11-7 usual rotation Christmas Eve and thank goodness I have the weekend off and I am missing the storm. However, I am sure Another storm will come when I am working again. Only About 3 more months left of winter.

Merry Christmas


----------



## trueblue (Jan 21, 2008)

Worked the day shift...all quiet. Still have tomorrow


----------



## HuskyH-2 (Nov 16, 2008)

11-7


----------



## TopCop24 (Jul 11, 2005)

2300-0700 OT last night 2300-0700 OT tonight....snow fairy tomorrow hahaha


----------



## Hush (Feb 1, 2009)

Worked last night for a guy with kids, but off today. Scheduled for New Years, but hoping to switch.
Hope you guys working get to lay low. I drove from Woburn to Lewiston ME and back last night for work and didn't see one cruiser on the highway the entire trip.


----------



## jettsixx (Dec 10, 2005)

I worked yesterday for 16, took today off first time in about 7 or 8 years I haven't worked Christmas and enjoyed every minute of it.


----------



## LGriffin (Apr 2, 2009)

The real question is, "Whose bringing the poor bastids something good to eat between domestics?"

Merry Christmas & stay safe


----------



## cc3915 (Mar 26, 2004)

Thank you to all who worked on Christmas eve and Christmas itself. I hope your shifts went well and you got to spend at least a little time with your families. 
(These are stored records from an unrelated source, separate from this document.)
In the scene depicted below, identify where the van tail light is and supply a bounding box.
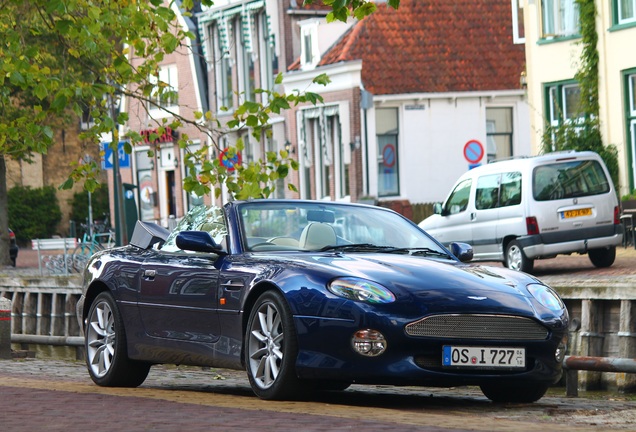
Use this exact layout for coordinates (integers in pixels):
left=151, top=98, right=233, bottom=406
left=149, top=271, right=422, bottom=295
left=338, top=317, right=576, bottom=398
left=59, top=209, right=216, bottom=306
left=614, top=206, right=620, bottom=225
left=526, top=217, right=540, bottom=235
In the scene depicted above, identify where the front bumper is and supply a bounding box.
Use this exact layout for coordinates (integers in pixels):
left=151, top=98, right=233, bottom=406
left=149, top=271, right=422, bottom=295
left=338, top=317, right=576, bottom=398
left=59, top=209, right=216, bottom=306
left=292, top=315, right=566, bottom=387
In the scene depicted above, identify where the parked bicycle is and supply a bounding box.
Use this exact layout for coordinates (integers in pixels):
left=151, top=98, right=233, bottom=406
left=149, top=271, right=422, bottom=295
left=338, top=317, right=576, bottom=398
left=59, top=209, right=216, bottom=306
left=72, top=219, right=115, bottom=272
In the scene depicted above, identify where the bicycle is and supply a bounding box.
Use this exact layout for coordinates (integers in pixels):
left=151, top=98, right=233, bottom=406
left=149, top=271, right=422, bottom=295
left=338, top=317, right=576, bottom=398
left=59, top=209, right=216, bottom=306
left=72, top=221, right=115, bottom=272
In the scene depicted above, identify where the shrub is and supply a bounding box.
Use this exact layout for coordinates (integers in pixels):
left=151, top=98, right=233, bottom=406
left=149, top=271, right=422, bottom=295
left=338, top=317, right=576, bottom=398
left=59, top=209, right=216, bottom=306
left=8, top=185, right=62, bottom=243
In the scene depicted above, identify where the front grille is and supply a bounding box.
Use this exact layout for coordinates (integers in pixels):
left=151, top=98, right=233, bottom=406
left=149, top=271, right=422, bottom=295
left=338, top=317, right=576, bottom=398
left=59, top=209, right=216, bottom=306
left=405, top=314, right=548, bottom=340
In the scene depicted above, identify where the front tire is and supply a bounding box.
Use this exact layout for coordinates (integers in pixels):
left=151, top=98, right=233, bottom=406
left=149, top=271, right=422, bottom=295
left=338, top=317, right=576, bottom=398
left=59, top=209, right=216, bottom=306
left=588, top=246, right=616, bottom=268
left=245, top=291, right=302, bottom=400
left=480, top=382, right=549, bottom=403
left=85, top=291, right=150, bottom=387
left=505, top=240, right=534, bottom=273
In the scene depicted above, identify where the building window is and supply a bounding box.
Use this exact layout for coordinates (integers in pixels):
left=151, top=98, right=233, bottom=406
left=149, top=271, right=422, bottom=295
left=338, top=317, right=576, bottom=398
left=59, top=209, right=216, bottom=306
left=299, top=20, right=319, bottom=70
left=511, top=0, right=525, bottom=43
left=240, top=12, right=256, bottom=102
left=376, top=108, right=399, bottom=197
left=213, top=20, right=234, bottom=111
left=617, top=0, right=636, bottom=25
left=546, top=81, right=582, bottom=126
left=261, top=13, right=279, bottom=92
left=627, top=72, right=636, bottom=190
left=542, top=0, right=580, bottom=38
left=185, top=144, right=204, bottom=210
left=486, top=108, right=513, bottom=162
left=149, top=65, right=178, bottom=112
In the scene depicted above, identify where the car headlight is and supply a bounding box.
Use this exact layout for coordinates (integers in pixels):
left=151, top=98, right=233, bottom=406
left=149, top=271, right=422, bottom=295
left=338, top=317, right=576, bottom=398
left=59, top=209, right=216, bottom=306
left=328, top=277, right=396, bottom=304
left=527, top=284, right=565, bottom=311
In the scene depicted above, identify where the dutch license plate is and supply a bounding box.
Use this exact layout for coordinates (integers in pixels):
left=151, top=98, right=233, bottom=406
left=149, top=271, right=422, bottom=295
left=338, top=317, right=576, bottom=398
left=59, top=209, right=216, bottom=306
left=561, top=208, right=592, bottom=219
left=442, top=346, right=525, bottom=369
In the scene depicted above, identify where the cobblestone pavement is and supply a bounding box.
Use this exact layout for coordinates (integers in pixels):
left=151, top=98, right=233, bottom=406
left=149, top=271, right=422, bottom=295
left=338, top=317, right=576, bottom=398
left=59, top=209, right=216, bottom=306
left=1, top=357, right=636, bottom=431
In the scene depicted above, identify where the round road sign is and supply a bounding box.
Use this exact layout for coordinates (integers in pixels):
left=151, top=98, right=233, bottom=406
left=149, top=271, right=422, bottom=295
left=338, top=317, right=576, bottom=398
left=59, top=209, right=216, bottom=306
left=463, top=140, right=484, bottom=164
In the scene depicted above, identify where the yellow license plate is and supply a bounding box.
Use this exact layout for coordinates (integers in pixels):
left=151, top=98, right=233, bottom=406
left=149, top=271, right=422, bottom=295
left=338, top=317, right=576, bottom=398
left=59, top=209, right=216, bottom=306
left=562, top=208, right=592, bottom=219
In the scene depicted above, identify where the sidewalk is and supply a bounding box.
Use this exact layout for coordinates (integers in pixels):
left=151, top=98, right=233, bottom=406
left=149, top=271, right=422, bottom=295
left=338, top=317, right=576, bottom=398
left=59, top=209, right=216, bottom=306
left=7, top=243, right=636, bottom=281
Also, good luck to all that will have to work in the upcoming blizzard. Stay safe and Merry Christmas.


----------



## vttroopah (Oct 8, 2009)

Night shift last night and tonight. Wife's thrilled.


----------



## Sam1974 (Apr 8, 2009)

Stay safe everyone!!!


----------



## ArchAngel2 (Oct 11, 2005)

Im working all the eve's and all the holidays this year!!:stomp::stomp::stomp:


----------



## Guest (Dec 26, 2010)

Worked the evening shift....kinda sucked, but made the best of it.


----------



## TacEntry (Nov 29, 2006)

Worked 12 hours Christmas day, and working again now -but it's 1109hrs (L) on 26 Dec 2010 where I'm at.... Merry Christmas Everybody.


----------



## Bloodhound (May 20, 2010)

ArchAngel2 said:


> Im working all the eve's and all the holidays this year!!:stomp::stomp::stomp:


Same here, booooo!


----------



## OfficerObie59 (Sep 14, 2007)

Mid to 8am, sleep, then a double starting at 4pm Xmas night.


----------



## PBC FL Cop (Oct 22, 2003)

I was able to manage getting Christmas Eve and Christmas Day off for my unit and I enjoyed every minute of the holiday. Starting in a new unit tomorrow with weekends and holidays off, so New Years is looking real good.


----------



## j809 (Jul 5, 2002)

Congrats PBC. Im working a double in this shitty snow storm


----------



## mpd61 (Aug 7, 2002)

j809 said:


> Congrats PBC. Im working a double in this shitty snow storm


You love it you OT Whore! Hey I drove through your hometown on 117 tonight to go to a wake in Leominster that was cancelled...Now that's shitty!


----------



## SinePari (Aug 15, 2004)

PBC FL Cop said:


> Starting in a new unit tomorrow with weekends and holidays off, so New Years is looking real good.


What the HELL kind of police work only takes place Mon-Fri??? Probably get to sit down and have dinner at a reasonable time each night, too :tounge_smile:


----------



## PBC FL Cop (Oct 22, 2003)

SinePari said:


> What the HELL kind of police work only takes place Mon-Fri???


The good kind :shades_smile:


----------